During Thursday's hearing, Senator Bob Menendez, Democrat-New Jersey, said he soon planned to introduce legislation that would encourage US allies to impose their own sanctions on Venezuela's oil sector, and also on debt, gold and crypto-currencies.
"We need more nations to step up," Senator Cory Gardner, Republican-Colorado, said.
Amy Myers Jaffe, director of the Council on Foreign Relations' energy security and climate program, said the US would likely target shipments of gasoline from Europe to Venezuela.
"The Shah of Iran fell because there was no fuel for the military," Jaffe said. "You could stop the government in its tracks if they can't get fuel."
In a statement Wednesday, John Bolton, President Trump's national security adviser, said the US was "putting foreign financial institutions on notice that they will face sanctions for being involved in facilitating illegitimate transactions that benefit Nicolas Maduro and his corrupt network."
"We will not allow Maduro to steal the wealth of the Venezuelan people," Bolton said.
Kevin Book, managing director at ClearView Energy Partners, said Bolton's statement was aimed at preventing the Maduro regime from accessing or liquidating Venezuelan assets held overseas.
But, Book said, he anticipated additional oil-related actions from the US, including secondary sanctions and potentially moving up the deadline banning dollar transactions with PDVSA. On February 1, the Department of the Treasury announced that transactions between non-US firms and PDVSA which involve the US financial system or US commodity brokers would be prohibited after April 28.

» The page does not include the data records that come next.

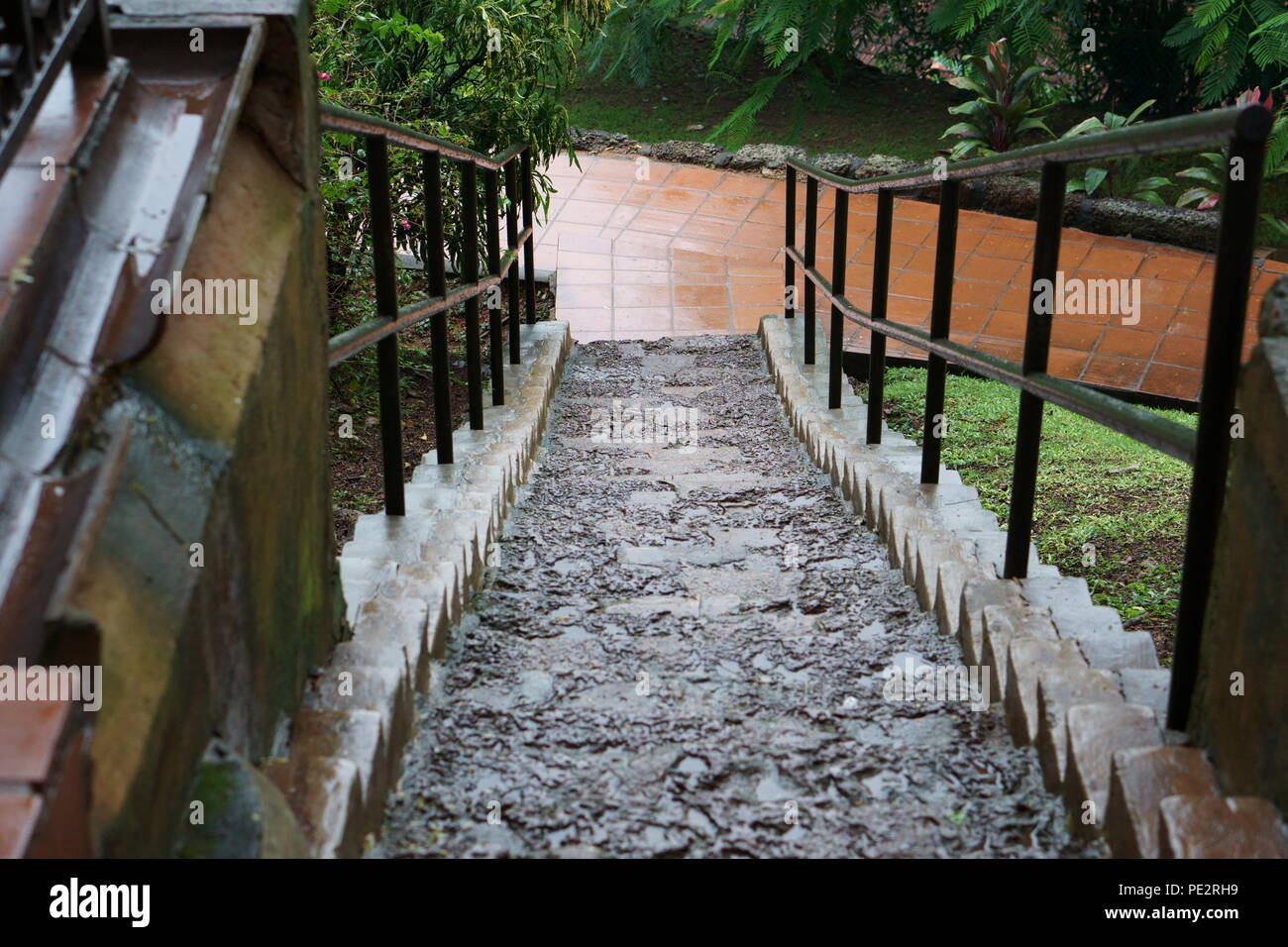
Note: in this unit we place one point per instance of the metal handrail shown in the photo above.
(1166, 134)
(40, 42)
(1244, 129)
(382, 329)
(347, 121)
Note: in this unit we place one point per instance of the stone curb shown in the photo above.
(1086, 693)
(1003, 195)
(406, 581)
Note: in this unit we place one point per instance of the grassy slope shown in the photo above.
(866, 114)
(1095, 486)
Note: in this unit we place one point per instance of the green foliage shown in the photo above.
(1232, 42)
(1214, 169)
(1119, 171)
(1094, 486)
(483, 73)
(1005, 107)
(807, 44)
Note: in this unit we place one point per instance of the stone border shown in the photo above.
(1089, 696)
(406, 581)
(1004, 195)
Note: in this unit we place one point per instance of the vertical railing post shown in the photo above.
(471, 273)
(1037, 346)
(496, 331)
(1235, 245)
(940, 317)
(810, 252)
(529, 273)
(840, 224)
(511, 236)
(436, 262)
(386, 307)
(790, 241)
(880, 294)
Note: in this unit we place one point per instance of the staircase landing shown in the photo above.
(652, 250)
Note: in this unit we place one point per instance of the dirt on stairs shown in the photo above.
(682, 650)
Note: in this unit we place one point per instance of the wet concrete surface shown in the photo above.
(681, 652)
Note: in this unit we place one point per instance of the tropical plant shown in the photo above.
(805, 43)
(481, 72)
(1215, 167)
(1005, 107)
(1112, 178)
(1228, 42)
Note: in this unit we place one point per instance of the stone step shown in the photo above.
(1094, 733)
(1061, 686)
(1140, 780)
(1214, 827)
(325, 792)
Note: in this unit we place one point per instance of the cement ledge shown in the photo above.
(406, 581)
(1089, 694)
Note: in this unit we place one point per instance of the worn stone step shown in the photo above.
(1001, 626)
(1147, 686)
(1061, 686)
(1094, 733)
(398, 620)
(975, 595)
(1214, 827)
(1025, 661)
(325, 792)
(352, 684)
(1140, 780)
(356, 736)
(360, 579)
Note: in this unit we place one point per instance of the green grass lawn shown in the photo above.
(855, 114)
(1095, 486)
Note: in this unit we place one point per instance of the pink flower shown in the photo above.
(1252, 97)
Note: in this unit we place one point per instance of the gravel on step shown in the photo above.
(681, 651)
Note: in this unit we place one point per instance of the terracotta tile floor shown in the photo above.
(644, 250)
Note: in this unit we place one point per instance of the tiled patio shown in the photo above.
(648, 250)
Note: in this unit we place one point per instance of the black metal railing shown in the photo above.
(38, 38)
(381, 331)
(1244, 131)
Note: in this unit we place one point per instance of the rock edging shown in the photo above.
(1089, 696)
(407, 581)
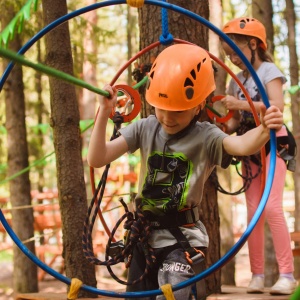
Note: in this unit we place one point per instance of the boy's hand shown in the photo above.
(108, 103)
(271, 118)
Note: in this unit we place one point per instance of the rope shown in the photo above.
(166, 38)
(74, 288)
(135, 3)
(167, 291)
(247, 179)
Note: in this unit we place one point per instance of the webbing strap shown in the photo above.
(179, 218)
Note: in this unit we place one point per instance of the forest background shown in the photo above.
(101, 42)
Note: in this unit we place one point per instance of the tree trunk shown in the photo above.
(25, 271)
(295, 110)
(224, 176)
(88, 100)
(183, 27)
(263, 11)
(66, 132)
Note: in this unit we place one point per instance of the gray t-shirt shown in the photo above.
(174, 170)
(266, 72)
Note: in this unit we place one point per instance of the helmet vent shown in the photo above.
(242, 24)
(188, 82)
(193, 73)
(198, 67)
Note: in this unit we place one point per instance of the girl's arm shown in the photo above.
(274, 92)
(253, 140)
(102, 152)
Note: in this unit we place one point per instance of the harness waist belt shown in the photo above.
(171, 220)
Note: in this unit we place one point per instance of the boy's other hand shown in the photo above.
(271, 118)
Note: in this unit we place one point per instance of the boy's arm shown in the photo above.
(253, 140)
(102, 152)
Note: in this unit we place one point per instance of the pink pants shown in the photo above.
(274, 215)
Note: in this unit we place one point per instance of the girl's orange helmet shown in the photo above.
(247, 26)
(181, 77)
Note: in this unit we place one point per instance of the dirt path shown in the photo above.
(51, 285)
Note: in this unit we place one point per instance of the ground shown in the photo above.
(50, 285)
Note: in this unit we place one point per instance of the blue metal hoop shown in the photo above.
(223, 260)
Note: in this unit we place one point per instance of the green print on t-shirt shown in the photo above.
(166, 181)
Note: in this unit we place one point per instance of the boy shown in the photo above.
(178, 153)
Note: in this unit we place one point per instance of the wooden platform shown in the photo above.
(228, 293)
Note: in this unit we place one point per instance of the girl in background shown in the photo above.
(250, 36)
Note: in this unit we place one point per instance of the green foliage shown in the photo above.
(17, 23)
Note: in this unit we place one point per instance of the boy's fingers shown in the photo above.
(263, 110)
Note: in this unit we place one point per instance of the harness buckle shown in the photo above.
(196, 258)
(115, 249)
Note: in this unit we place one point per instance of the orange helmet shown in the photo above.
(247, 26)
(181, 77)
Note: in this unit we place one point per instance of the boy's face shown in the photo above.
(174, 121)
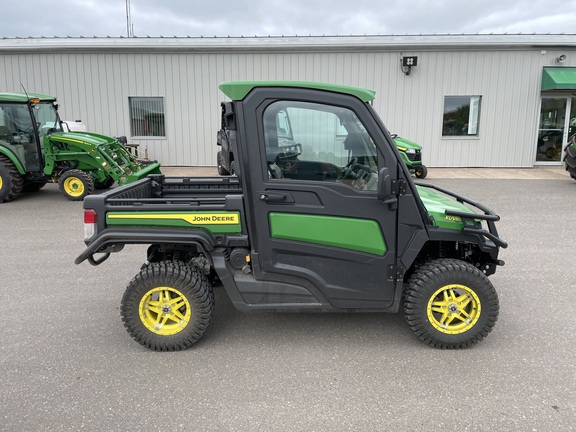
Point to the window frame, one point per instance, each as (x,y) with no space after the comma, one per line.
(474,108)
(162,126)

On January 28, Treasury unveiled sweeping sanctions on PDVSA, setting an immediate ban on US exports of diluent to Venezuela and requiring payments made to PDVSA to be through blocked accounts, setting up a de facto ban on US imports of Venezuela crude. The US, and dozens of other nations, recognize opposition leader Juan Guaido as Venezuela's legitimate president.
S&P Global Platts Analytics forecasts that US sanctions will cause Venezuelan crude output, which averaged about 1.2 million b/d in January, to fall to 825,000 b/d in the fourth quarter of this year and then to fall to an average of 750,000 b/d in 2020.
Venezuela produced 1.10 million b/d in February, down 60,000 b/d month on month, according to an S&P Global Platts survey released Thursday.
Venezuela's oil production has fallen 910,000 b/d in two years and is at its lowest point since an industry strike in late 2002 and early 2003, according to Platts survey data.